The authors present Dynamo and discuss its design, implementation, and real-world application. Dynamo is a distributed key-value storage system designed to meet Amazon’s strict requirements of high availability, scalability, and fault tolerance. Dynamo was developed to support Amazon’s e-commerce infrastructure, especially components like shopping carts and session states. It is tailor made for applications that demand it to have always-on write/read capabilities, even in the presence of hardware failures or network partitions.

To achieve this high availability while being partitioned, Dynamo compromises on consistency in accordance with the CAP conjecture. Specifically, it sacrifices strong consistency in favor of high availability and eventual consistency. It does so by achieving an “always writable” state by shifting conflict resolution to read operations rather than writes. This shift makes sure that services like the Amazon shopping cart can process user interactions even when replicas are inconsistent or offline.

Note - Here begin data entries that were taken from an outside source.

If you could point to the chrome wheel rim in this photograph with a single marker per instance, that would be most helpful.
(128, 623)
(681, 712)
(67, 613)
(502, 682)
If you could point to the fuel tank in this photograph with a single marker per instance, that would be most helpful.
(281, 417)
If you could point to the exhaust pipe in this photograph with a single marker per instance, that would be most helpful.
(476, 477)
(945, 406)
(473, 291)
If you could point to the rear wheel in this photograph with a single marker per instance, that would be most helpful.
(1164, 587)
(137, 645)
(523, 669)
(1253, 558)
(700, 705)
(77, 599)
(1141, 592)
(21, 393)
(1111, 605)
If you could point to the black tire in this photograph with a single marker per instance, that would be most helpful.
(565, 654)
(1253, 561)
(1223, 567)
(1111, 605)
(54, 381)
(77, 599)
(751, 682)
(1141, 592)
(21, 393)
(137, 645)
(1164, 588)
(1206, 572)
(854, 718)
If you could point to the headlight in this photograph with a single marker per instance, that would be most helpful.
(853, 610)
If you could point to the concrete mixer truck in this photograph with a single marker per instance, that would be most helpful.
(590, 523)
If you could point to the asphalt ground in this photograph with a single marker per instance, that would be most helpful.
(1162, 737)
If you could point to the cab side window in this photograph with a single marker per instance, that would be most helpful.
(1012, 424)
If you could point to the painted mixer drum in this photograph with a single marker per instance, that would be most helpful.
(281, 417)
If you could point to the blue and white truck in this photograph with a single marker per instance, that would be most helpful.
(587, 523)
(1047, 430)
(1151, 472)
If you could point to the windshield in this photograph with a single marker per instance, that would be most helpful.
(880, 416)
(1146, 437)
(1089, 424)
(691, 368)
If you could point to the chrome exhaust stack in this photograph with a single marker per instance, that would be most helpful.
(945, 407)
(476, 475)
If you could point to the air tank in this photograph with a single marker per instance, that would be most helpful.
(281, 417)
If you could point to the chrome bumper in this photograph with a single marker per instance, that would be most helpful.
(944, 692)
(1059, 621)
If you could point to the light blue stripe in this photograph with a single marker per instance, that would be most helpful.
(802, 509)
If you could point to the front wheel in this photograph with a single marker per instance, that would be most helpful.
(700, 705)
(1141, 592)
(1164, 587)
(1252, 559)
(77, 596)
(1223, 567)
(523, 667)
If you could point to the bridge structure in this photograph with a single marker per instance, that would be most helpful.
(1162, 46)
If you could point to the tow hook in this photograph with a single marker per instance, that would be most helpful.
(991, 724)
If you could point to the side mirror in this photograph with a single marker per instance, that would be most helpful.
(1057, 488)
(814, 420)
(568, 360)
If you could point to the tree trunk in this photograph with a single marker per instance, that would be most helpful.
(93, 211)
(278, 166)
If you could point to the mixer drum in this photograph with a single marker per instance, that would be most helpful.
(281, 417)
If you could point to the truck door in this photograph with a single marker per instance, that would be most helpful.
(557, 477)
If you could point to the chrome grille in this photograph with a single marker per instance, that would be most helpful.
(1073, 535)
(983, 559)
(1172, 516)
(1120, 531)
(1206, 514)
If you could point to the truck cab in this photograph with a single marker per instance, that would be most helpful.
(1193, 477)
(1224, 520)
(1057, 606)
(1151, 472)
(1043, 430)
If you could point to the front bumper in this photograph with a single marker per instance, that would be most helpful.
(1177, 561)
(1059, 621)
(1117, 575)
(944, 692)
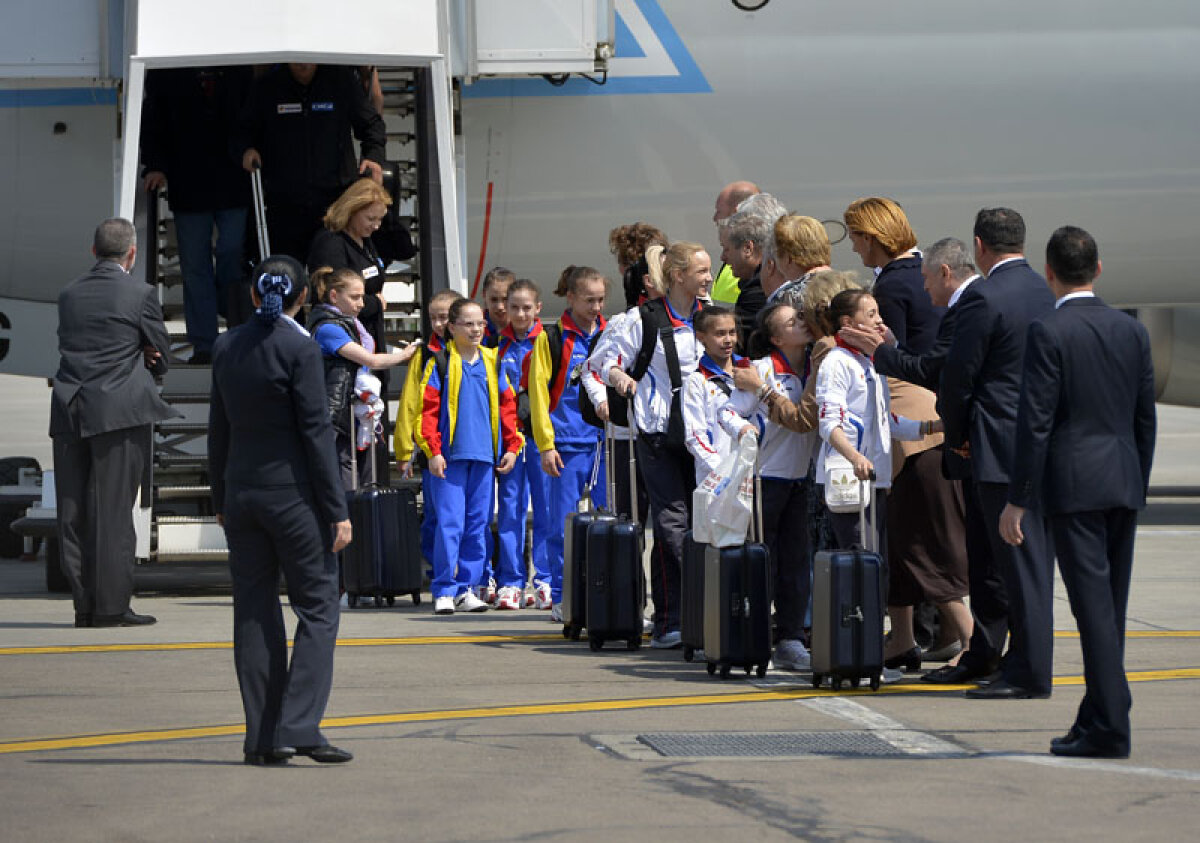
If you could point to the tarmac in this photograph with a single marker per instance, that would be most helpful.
(495, 728)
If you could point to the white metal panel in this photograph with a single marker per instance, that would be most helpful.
(535, 36)
(226, 31)
(57, 39)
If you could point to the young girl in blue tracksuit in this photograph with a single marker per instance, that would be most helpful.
(570, 447)
(468, 420)
(526, 483)
(784, 458)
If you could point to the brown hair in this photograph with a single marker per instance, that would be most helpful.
(327, 279)
(354, 198)
(570, 279)
(882, 219)
(629, 243)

The authors use the following techniques to make Dynamo a highly available database.

  1. Consistent hashing for partitioning and replication: Dynamo partitions the keyspace using consistent hashing. Keys are assigned to nodes in a logical ring structure. Each node also owns multiple virtual nodes, improving load balancing and fault tolerance.
  2. Sloppy quorum and hinted handoff: During node or network failures, Dynamo preserves availability by using a technique called “sloppy quorum,” where reads and writes are directed to the first N reachable nodes in the preference list rather than strictly fixed replicas. Temporary writes are stored with hints and are asynchronously transferred to their intended destination once it becomes available.
  3. Versioning with vector clocks: To manage conflicting writes due to concurrent operations or network partitions, Dynamo implements vector clocks to monitor time. The data from these clocks allows Dynamo to return multiple conflicting versions to the client which may be conflicting with each other. The client will ultimately be responsible for reconciliation, with reconciliation logic itself being customizable per application. For example, shopping cart services merge different versions to preserve user intent.
  4. Merkle trees for anti-entropy: Dynamo uses Merkle trees to efficiently detect and repair inconsistencies among replicas. This background anti-entropy process ensures eventual consistency without too much network or disk overhead.
  5. Gossip-based membership and failure detection: Instead of centralized coordination for membership and failure detection, Dynamo uses a decentralized, peer-to-peer gossip protocol.

Dynamo also integrates tunable parameters such as the number of replicas (N), the number of replicas to read from (R), and the number of replicas to write to (W). This allows application developers to control tradeoffs between availability, consistency, and latency.

The authors also discuss Dynamo’s evolution through several partitioning strategies. Eventually, they adopted a model where the keyspace is divided into fixed-size partitions decoupled from physical node layout, allowing for consistent archiving and uniform load distribution even under highly asymmetric access patterns. By allowing eventual consistency and pushing conflict resolution to reads, Dynamo avoids write rejection and ensures high availability. Gossip protocols and consistent hashing ensure scalability and resilience with minimal human intervention. However, the flexibility of Dynamo means that the client must now handle version control logic. This approach also makes debugging and data correctness checks more difficult than in strictly consistent systems. Dynamo also assumes a safe environment, which may be reasonable for Amazon’s internal services. But such an assumption can be harmful in multi-tenant cloud platforms. In deployment, Dynamo served as the backend for multiple Amazon services with demanding performance requirements. It handled millions of write-heavy operations per day during peak periods, such as the holiday shopping season.